Mehr Geld und Fantasie für besseres Migrationsmanagement
Seit dem wieder anschwellenden Strom von Flüchtlingen infolge nicht nur des Syrienkriegs läuft die deutsche Verhinderungsmaschinerie geradezu heiß: Asylpaket I, Asylpaket II, eine wachsende Liste angeblich sicherer Herkunftsstaaten, verminderter Rechtsstatus für die Mehrzahl der Syrerinnen und Syrer („subsidiärer Schutz“), ausgesetzter Familiennachzug, die Neudefinition des 1992 erfundenen sicheren Herkunftsstaats, der jetzt auch eine angeblich sichere Insel in einem Bürgerkriegsland sein darf. Andere Mittel, die sich schon früher als untauglich erwiesen hatten, wurden trotzdem wieder ausprobiert, so die Ausreichung von Lebensmitteln statt Geld an Asylbewerber. Von den bilateralen Abkommen der EU mit Transit- und Herkunftsländern der Migranten zu schweigen.
Die Politik der Abschreckung und des Türenverriegelns funktioniert seit Jahrzehnten nicht. Sie tut es nicht, weil sie sich ihre Ziele von Wunschdenken diktieren lässt. Es ist legitim, sich Einwanderung wegzuwünschen, nur realistisch ist es nicht. Weil auf diesem Feld aber Wünsche statt Realismus die Politik leiten, wird erschütternd viel Kraft, Geld und Fantasie verbrannt, die so viel besser ins Management von Migration investiert würden. Ein paar Beispiele, wie den Verschiebebahnhof Dublin-Rücknahmen: Deutschland gibt an Frankreich oder Polen ab, nimmt von dort aber andere Asylbewerber zurück, produziert mit hohem Aufwand kaum Ergebnisse.
Seit Jahrzehnten in die falsche Richtung
Oder die Verwaltungsgerichte, die unter der Flut von Verfahren ächzen, mit denen Geflüchtete mittelbar den Familiennachzug erreichen wollen. Und mit der Absenkung des Schutzstatus von Genfer-Konventions- auf subsidiären Schutz hat sich die Politik selbst ein Bein gestellt: Wenn der Bürgerkrieg in Syrien sich fortschleppt, werden auch die so Geschützten lange in Deutschland bleiben müssen. Nur sind dann wertvolle Jahre vergangen, in denen man der Illusion anhing, diese Leute bräuchten keinen Familiennachzug und keine Integration, die seien ja bald weg. So produziert Wunschdenken politische Enttäuschung. Die AfD dürfte es freuen.

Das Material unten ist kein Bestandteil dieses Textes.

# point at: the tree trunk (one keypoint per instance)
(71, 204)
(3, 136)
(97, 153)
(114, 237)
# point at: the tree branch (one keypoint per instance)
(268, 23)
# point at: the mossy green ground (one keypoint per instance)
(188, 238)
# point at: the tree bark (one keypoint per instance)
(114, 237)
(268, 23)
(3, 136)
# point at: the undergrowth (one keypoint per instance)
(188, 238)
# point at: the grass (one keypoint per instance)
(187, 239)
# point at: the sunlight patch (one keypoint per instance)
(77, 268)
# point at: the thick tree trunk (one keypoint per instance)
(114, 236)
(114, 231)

Eigentlich hätte der Jahrestag des Asylkompromisses ein kleines Gedenken im Bundestag verdient gehabt. Erinnern hilft, das Heute zu verstehen. Aber vielleicht ist es zu riskant, sich einzugestehen, dass man in einer so wichtigen Frage schon seit Jahrzehnten in die falsche Richtung läuft.